The council appears to have learned nothing from the defeat of its former plans (based on utterly unrealistic science) to tamper in the property rights of more than 10,000 coastal properties by imposing section 149 certificates on them.
Nor has the attitude of councillors been chastened by the O’Farrell state government’s dumping of the former Labor government’s unrealistic coastal planning guidelines.
Instead, the council is now marshalling its powers again to force a Local Area (sea-level) Adaptation Plan on the communities of Marks Point and Belmont South.
Whilst adopting the trendy label of adaptation (which is most certainly the needed, cost-effective way of managing all Australia’s climate hazards), a reading of the allegedly new plan confirms that it simply represents a rebadged version of Lake Macquarie City Council’s previous interfering planning.
Do councillors really think that the public is so stupid that they cannot see through such an obvious ploy?
As many Newcastle and Lake Macquarie residents know, the bottom line is the measurement of what sea-level is actually doing, rather than computer projections about what it might do in the future.
The highest quality, long-record tide gauge on the central NSW coast – that at Port Denison, Sydney Harbour – records an average rate of sea-level rise of between 0.5millimetres and 0.9millimetres a year over the 20th century (as calculated, respectively, by Boretti and the National Tidal Centre). Even the larger of these two figures is low, being just half of the acknowledged global rate of rise of 1.8millimetres a year.

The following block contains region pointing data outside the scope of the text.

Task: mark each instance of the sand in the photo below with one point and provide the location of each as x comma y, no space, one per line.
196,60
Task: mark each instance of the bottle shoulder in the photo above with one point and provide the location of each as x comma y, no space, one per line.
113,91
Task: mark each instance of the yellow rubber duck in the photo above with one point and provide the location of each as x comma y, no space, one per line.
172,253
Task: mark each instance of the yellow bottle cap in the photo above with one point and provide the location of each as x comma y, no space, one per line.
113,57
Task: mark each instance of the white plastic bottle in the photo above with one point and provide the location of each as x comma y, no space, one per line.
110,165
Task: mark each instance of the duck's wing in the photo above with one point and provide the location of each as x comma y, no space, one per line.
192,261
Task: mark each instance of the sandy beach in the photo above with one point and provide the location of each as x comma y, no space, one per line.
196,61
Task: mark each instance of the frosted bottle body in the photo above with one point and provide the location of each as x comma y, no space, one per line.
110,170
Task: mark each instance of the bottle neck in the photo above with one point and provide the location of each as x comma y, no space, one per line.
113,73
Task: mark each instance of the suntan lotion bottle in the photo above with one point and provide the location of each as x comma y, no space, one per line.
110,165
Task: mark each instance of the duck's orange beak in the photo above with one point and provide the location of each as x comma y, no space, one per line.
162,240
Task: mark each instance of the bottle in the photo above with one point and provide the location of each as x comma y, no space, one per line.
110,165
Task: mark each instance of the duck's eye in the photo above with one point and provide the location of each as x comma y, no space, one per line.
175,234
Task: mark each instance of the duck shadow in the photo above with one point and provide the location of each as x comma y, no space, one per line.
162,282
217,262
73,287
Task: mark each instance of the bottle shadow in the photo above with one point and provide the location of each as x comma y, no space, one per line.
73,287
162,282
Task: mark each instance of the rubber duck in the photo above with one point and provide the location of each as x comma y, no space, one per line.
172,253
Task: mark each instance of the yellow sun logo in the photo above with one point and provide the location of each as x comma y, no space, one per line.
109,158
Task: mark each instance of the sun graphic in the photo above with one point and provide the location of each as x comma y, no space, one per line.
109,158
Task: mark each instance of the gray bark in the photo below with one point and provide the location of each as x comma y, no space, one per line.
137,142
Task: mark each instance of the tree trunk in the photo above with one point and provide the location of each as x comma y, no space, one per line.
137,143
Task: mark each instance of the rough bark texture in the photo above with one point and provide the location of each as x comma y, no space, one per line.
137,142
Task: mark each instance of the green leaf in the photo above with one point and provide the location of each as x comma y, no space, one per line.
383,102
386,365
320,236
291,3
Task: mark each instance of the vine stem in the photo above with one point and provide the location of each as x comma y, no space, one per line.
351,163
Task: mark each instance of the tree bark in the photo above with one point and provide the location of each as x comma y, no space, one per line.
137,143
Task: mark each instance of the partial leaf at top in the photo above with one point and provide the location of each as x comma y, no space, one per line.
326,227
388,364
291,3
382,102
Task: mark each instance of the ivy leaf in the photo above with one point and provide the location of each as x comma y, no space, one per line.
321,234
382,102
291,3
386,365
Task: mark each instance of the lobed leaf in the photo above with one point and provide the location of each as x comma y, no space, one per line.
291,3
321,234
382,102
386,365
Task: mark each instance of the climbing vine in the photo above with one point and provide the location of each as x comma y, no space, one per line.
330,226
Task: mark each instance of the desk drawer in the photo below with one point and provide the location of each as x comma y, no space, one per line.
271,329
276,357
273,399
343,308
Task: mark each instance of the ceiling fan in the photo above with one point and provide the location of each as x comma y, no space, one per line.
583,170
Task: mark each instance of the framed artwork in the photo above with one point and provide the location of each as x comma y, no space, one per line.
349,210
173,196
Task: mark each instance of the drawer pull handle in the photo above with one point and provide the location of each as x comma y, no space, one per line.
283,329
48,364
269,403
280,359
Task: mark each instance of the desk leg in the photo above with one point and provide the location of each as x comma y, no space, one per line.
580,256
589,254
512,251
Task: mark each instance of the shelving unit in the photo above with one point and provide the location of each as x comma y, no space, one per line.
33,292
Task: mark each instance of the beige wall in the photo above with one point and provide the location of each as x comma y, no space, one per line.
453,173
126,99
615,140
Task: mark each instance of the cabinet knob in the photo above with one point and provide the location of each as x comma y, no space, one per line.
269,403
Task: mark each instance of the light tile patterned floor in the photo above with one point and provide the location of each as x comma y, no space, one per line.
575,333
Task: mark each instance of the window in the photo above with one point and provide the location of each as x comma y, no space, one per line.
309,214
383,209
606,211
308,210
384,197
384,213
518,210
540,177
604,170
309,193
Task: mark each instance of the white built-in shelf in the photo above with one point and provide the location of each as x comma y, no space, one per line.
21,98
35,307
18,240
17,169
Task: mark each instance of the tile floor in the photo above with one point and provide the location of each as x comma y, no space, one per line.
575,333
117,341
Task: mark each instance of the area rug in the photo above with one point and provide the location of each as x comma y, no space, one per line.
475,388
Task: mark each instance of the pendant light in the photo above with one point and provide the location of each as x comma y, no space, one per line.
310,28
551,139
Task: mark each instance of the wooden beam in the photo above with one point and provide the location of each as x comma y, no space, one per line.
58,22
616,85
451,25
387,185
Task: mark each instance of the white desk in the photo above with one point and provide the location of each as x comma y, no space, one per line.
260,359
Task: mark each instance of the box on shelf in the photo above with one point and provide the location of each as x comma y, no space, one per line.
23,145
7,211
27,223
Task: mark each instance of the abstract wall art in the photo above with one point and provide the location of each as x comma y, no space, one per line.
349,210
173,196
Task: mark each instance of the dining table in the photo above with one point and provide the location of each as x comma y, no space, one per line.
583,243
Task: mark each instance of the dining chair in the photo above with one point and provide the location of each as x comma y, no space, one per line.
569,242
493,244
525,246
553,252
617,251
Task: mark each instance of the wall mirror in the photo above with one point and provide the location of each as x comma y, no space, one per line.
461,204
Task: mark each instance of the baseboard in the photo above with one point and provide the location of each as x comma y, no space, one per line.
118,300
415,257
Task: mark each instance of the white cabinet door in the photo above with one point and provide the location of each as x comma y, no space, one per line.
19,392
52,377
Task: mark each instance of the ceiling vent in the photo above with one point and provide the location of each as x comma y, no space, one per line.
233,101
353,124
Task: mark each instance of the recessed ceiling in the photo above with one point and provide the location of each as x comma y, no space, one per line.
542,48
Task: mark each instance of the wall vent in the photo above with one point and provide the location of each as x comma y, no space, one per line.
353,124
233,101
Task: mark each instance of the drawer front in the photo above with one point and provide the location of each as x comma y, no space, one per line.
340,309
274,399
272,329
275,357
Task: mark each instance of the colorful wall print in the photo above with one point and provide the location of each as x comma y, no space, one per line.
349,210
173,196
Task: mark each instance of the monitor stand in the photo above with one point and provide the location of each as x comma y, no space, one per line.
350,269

So far as is known publicly, the Lake Macquarie City Council is relying still upon the unrealistic coastal flooding maps that were prepared using their August 2008 figure of an assumed sea-level rise of 0.91metres by the year 2100. The flooding maps that were produced assuming one metre or more of sea-level rise by 2100, and which have been the basis for the public discussion since then, represent computer-generated virtual reality that has little to do with the likely 100-year-future real world.
Before attempting to impose any further coastal planning regulations regarding sea-level rise, the council needs to prepare flooding maps based upon the assumption of presumed rises of five, nine and 18centimetres out to 2100. These numbers represent the recent and 100-year-average rates of sea-level rise on the central NSW coast, and the 100-year average rate of global rise, respectively.
When these new and realistic flooding maps have been released and discussed publicly, then, and only then, will it be time for Lake Macquarie Council to reconsider its coastal planning policy.
Professor Bob Carter is a fellow at the Institute of Public Affairs and chief scientific adviser with the International Climate Science Coalition.